Anyone know why this query isn't working?

Posted in

#1 by echo13243
2020-02-11 at 03:41
This query is trying to find the true average ratings for visual novels with fantasy tags. However, I'm finding that the Bayesian rating, true rating, and vote count don't match up with visual novels on the database. Why would this be? Am I having a stroke? I might need sleep...

Sorry in advance if this sort of thing is a repeat question. Also I "learned" SQL not even a week ago so sorry for my lack of knowledge as well.

-- What is happening here I can't even tell.
SELECT id AS ID, title AS Title, c_rating AS Rating, c_votecount AS Votecount, AVG(ratings.vote)
FROM (
SELECT vid, vote
FROM ulist_vns
JOIN users ON users.id=ulist_vns.uid WHERE vote IS NOT NULL
) AS ratings
JOIN vn v ON v.id=ratings.vid
WHERE
v.id IN (
SELECT v.id
FROM vn v
intersect
SELECT v.id
FROM tags_vn tv
JOIN vn v ON v.id = tv.vid
WHERE
tv.tag = '2' -- Fantasy
)
GROUP BY ID, Title

Edit: added code blocksLast modified on 2020-02-12 at 00:30
#2 by yorhel
2020-02-11 at 06:39
However, I'm finding that the Bayesian rating, true rating, and vote count don't match up with visual novels on the database.
Without looking at your query: This is inevitable, as hidden votes are not available in that query interface, yet they do count towards the VNDB stats.

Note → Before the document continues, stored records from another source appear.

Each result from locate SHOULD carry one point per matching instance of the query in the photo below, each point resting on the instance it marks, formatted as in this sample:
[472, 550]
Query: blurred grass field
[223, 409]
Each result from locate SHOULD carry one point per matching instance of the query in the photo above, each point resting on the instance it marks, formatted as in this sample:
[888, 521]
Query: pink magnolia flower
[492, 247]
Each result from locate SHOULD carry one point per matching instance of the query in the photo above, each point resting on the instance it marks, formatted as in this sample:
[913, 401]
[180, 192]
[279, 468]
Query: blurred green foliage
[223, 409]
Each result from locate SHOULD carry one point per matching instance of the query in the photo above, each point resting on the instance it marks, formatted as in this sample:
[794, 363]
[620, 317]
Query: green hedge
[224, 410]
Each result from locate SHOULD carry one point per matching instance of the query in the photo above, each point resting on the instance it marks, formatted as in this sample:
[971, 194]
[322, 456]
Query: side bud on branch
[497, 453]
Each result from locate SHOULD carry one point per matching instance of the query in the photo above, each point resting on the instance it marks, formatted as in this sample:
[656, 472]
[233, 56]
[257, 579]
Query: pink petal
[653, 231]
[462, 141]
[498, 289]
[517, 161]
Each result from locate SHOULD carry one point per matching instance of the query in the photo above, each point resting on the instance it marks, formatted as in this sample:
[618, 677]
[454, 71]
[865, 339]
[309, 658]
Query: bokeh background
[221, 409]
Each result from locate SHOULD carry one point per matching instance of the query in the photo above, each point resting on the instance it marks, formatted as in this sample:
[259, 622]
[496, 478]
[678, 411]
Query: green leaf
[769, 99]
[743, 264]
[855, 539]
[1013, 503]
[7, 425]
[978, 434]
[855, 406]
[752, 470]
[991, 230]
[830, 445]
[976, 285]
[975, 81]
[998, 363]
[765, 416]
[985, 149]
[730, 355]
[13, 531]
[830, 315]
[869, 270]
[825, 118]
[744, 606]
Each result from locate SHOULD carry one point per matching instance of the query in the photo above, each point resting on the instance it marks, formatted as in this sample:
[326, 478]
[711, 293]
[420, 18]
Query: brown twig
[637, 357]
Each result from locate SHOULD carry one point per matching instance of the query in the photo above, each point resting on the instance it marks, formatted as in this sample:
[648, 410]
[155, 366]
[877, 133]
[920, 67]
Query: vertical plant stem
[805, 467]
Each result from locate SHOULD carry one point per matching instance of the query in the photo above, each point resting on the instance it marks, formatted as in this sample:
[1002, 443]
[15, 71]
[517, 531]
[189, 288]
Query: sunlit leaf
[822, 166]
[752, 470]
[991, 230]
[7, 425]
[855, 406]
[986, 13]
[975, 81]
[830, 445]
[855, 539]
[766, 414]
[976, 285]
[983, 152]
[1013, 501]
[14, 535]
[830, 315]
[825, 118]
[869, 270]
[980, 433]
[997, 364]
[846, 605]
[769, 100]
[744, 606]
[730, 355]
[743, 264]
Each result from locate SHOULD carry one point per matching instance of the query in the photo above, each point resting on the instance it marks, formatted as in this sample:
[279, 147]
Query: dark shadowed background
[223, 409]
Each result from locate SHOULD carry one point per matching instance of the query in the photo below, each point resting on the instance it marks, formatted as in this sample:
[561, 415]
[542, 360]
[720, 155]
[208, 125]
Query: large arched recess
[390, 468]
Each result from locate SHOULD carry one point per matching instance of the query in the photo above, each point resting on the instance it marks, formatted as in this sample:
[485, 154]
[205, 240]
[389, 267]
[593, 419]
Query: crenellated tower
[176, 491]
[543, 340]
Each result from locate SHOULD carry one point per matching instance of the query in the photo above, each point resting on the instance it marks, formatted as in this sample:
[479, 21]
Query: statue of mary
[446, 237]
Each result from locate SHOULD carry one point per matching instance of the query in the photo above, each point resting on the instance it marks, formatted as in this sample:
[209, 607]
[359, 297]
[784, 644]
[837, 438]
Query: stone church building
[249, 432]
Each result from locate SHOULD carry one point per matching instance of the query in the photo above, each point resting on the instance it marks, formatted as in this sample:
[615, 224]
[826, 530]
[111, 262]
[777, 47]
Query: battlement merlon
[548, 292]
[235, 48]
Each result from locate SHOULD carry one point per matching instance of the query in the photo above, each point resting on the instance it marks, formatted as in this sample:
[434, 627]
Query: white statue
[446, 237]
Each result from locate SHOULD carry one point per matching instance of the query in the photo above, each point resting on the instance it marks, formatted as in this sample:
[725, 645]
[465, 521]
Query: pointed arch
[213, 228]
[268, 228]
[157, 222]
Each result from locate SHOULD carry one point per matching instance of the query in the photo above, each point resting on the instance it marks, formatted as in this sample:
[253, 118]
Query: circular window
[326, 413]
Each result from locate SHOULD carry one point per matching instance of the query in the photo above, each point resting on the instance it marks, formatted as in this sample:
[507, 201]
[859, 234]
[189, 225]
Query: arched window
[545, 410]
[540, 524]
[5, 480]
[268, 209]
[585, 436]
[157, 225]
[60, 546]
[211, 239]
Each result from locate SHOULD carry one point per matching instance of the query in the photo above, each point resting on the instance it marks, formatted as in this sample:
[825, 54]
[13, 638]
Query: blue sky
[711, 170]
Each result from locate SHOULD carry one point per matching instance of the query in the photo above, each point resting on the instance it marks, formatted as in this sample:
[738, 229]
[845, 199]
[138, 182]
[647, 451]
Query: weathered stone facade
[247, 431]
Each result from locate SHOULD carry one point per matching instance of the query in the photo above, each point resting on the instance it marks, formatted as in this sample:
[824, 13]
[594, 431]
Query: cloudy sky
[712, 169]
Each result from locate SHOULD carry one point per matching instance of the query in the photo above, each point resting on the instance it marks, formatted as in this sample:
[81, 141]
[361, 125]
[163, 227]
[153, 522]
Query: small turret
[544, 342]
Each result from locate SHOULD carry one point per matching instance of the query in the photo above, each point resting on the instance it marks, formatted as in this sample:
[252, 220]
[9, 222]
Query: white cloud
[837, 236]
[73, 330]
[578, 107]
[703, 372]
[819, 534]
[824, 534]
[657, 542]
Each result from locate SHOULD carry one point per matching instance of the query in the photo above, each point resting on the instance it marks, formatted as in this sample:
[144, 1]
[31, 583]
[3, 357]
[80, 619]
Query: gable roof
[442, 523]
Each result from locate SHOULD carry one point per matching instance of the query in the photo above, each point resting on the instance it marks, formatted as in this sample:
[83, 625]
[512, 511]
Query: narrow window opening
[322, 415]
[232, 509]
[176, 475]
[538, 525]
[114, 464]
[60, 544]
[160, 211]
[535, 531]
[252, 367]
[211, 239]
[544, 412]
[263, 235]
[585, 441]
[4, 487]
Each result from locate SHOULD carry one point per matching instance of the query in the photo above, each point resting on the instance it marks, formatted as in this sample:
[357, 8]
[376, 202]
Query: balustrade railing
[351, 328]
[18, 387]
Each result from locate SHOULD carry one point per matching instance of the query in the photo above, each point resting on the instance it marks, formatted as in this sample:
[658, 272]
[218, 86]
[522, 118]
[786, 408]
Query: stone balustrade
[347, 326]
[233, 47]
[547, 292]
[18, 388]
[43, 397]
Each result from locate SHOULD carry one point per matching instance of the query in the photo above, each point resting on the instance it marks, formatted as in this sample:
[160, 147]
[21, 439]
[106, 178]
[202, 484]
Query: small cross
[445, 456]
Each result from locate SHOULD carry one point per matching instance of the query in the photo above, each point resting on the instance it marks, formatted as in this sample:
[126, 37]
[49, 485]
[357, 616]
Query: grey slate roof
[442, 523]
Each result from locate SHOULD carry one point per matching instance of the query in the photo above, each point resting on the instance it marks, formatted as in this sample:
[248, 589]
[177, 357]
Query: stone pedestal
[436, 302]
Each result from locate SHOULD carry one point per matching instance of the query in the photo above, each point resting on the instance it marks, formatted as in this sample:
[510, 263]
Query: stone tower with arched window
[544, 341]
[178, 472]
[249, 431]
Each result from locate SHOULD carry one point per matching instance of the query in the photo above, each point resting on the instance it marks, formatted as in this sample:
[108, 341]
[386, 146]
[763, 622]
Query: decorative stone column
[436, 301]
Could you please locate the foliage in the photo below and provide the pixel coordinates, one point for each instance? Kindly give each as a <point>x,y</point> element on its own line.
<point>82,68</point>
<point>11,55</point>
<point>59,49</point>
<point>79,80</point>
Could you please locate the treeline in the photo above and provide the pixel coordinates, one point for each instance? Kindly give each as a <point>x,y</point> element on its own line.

(Also, use [code] blocks to format queries on the forums. Much more readable :)
#3 by echo13243
2020-02-11 at 20:54
In that case, I have two questions. Once again, they're probably not uncommon:

What are hidden votes and how do they work? Is it just a vote that someone casts that isn't associated with the user?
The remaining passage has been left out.